On March 26, 2013, a court order authorized the state Attorney General’s office to freeze Birdsall’s assets, then valued at $41.6 million, prompting the firm to file for Chapter 11 bankruptcy protection.  The following month, Birdsall Services Group agreed to pay $2.6 million to settle a civil forfeiture action brought by the attorney general’s office so it could access its bank accounts and pay employees who had temporarily been furloughed.  On June 13, the firm pled guilty and was ordered to pay an additional $1m in penalties, fines and institutions.  Edwin Stier, who was appointed by a federal bankruptcy judge in April to lead the company, said that “This guilty plea is an acknowledgement on behalf of (Birdsall) of the serious wrongdoing that occurred and accepts the consequences of those actions while still protecting the interests of the innocent employees, clients and creditors”.  

Individual cases against the seven executives are pending.

How did a crew like this sell Sussex County on a solar deal?


What happened?

These solar rogues targeted Sussex County.  They came up with a plan.
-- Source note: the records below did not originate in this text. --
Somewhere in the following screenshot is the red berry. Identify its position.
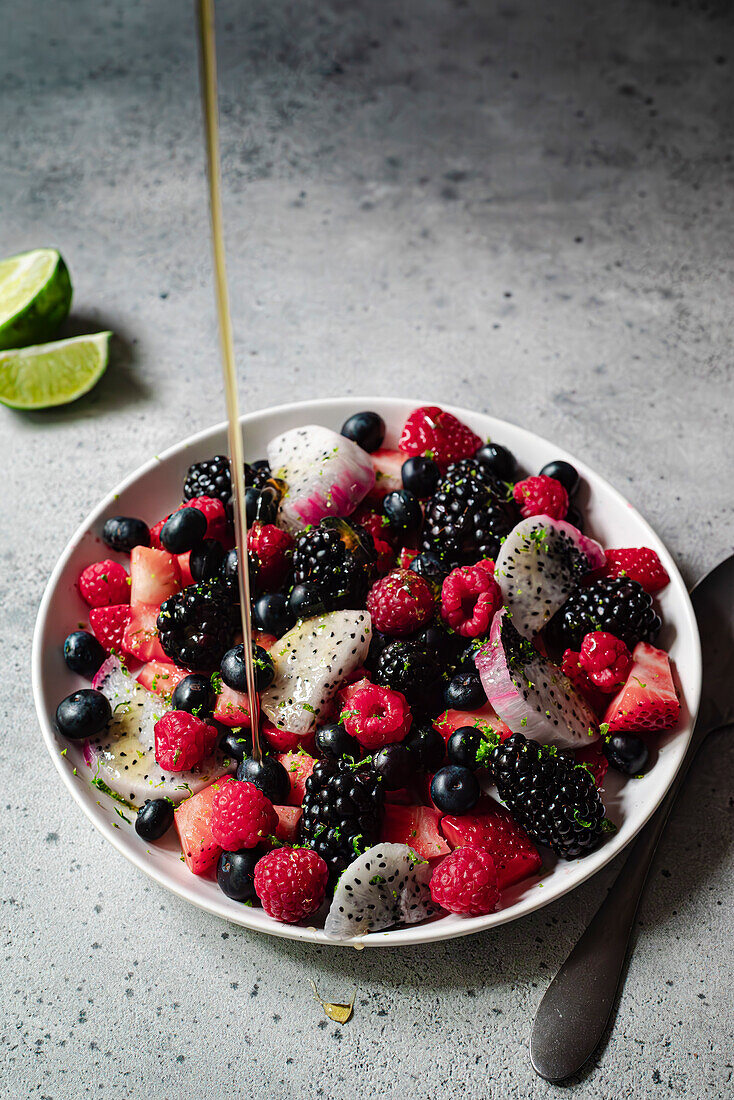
[153,711,219,771]
[211,779,277,851]
[77,558,130,607]
[366,569,434,638]
[579,630,632,692]
[248,524,294,591]
[513,474,568,519]
[340,683,413,750]
[430,845,500,916]
[89,604,130,653]
[397,405,482,470]
[441,562,502,638]
[255,848,329,924]
[604,547,670,596]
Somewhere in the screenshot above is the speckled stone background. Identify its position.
[0,0,734,1100]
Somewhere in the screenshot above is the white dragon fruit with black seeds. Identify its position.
[494,516,606,638]
[324,844,441,939]
[267,425,375,532]
[261,611,372,735]
[474,609,599,749]
[85,657,235,805]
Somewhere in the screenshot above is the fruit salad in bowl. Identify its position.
[35,400,698,943]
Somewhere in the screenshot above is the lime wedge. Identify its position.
[0,249,72,348]
[0,332,112,409]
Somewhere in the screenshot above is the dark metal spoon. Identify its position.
[530,557,734,1081]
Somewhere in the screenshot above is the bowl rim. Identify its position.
[31,395,702,949]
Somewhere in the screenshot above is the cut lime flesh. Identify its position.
[0,332,112,409]
[0,249,72,348]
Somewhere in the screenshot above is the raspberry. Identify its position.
[513,474,568,519]
[441,561,502,638]
[397,405,482,471]
[339,683,413,750]
[153,711,219,772]
[246,519,294,592]
[600,547,670,596]
[579,630,632,692]
[430,845,500,916]
[211,779,277,851]
[255,848,329,924]
[77,558,130,607]
[89,604,130,653]
[366,569,434,638]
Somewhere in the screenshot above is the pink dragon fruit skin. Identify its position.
[474,608,599,749]
[495,516,606,638]
[267,425,375,532]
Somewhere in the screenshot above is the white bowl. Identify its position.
[33,397,701,947]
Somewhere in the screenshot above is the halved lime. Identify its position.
[0,332,112,409]
[0,249,72,348]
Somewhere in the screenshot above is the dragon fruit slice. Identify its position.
[85,657,233,805]
[267,424,375,531]
[474,609,599,749]
[324,844,440,939]
[495,516,606,638]
[261,611,372,736]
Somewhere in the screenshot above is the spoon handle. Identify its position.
[530,730,703,1081]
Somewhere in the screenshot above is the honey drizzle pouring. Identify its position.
[197,0,262,761]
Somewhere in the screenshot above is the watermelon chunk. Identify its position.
[174,783,222,875]
[277,752,316,806]
[441,800,541,890]
[130,547,180,606]
[380,803,450,859]
[604,641,680,733]
[122,604,169,664]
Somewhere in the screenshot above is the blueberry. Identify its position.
[540,459,579,496]
[446,726,486,771]
[430,765,481,814]
[443,671,486,711]
[288,581,326,619]
[474,443,517,481]
[316,725,362,760]
[408,550,448,584]
[341,413,385,453]
[219,726,252,762]
[237,757,291,805]
[252,592,295,638]
[102,516,151,553]
[402,725,446,771]
[372,744,416,791]
[402,455,440,497]
[56,688,112,741]
[64,630,105,680]
[160,508,207,553]
[186,534,224,584]
[220,642,275,692]
[217,848,262,902]
[602,734,649,776]
[382,488,423,535]
[171,672,215,718]
[135,799,173,840]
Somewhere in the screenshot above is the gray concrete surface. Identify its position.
[0,0,734,1100]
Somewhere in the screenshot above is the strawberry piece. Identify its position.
[89,604,130,653]
[604,641,680,733]
[441,799,541,890]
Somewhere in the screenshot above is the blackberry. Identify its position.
[299,758,385,875]
[156,581,235,672]
[423,459,522,569]
[293,517,377,611]
[374,638,442,713]
[546,576,661,650]
[489,734,610,859]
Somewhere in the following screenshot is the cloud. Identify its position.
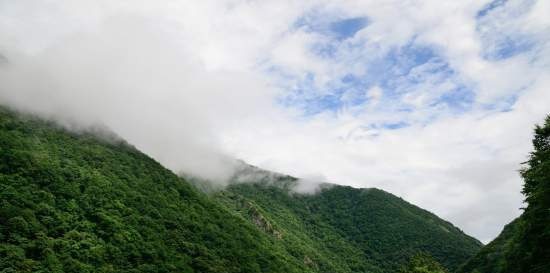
[0,0,550,241]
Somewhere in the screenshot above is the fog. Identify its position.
[0,0,550,242]
[0,11,278,183]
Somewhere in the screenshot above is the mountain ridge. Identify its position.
[0,105,479,273]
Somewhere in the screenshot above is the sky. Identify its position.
[0,0,550,242]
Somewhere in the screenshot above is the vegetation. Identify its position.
[217,177,481,272]
[0,107,310,273]
[459,116,550,273]
[398,253,448,273]
[0,108,480,273]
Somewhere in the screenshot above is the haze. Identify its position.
[0,0,550,242]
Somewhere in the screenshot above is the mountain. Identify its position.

Here is how journalist Nathan Mayberg from the Advertiser News/Sparta Independent described what happened:

The county issued $27.7 million of debt in order for New York City-based SunLight General Capital in 2011 to install solar panels on municipal buildings and schools throughout the county. The deal was part of a larger project supported by two other counties: Morris and Somerset. The total cost for the three counties was estimated at nearly $90 million after the firm was the lone bidder on the project.

The plan was for the counties to act as a bank and loan the money to the New York City company to invest in the infrastructure.

There was only one problem with the plan: the county didn't have a fallback option if somehow the company went insolvent and couldn't pay back the money.

That is what has now happened, Sussex County Administrator John Eskilson said.

Eskilson was county administrator when the Sussex County Board of Freeholders voted unanimously to approve the $27.7 million bonding. SunLight General only paid back $2.7 million of that.

Now the county has to pay back the $24 million part of the deal which SunLight General Capital never paid back and now can't.

SunLight General Capital has been in ongoing litigation with PowerPartners MasTec, the construction firm hired to install the solar panels on the buildings.

The contractor sued to hold the solar power investment company accountable for tens of millions of dollars it said was owed to them. SunLight General Capital has tens of millions of dollars in liens against the company.

Eskilson said the firm is "insolvent but not bankrupt."

Still, Eskilson said the company will not be able to pay the county any more money. They haven't paid the county any money since 2013.

The county has to make $2.7 million bond payments each year out of a budget of $100 million. The county had been counting on SunLight to make those payments but will now have to find other sources.

Now Sussex County taxpayers are being asked to bail out SunLight General in a plan that absolves the corporation of all responsibility, protects their business reputation, and prevents Sussex County from ever recouping its losses on behalf of taxpayers.  It totally let's them off the hook.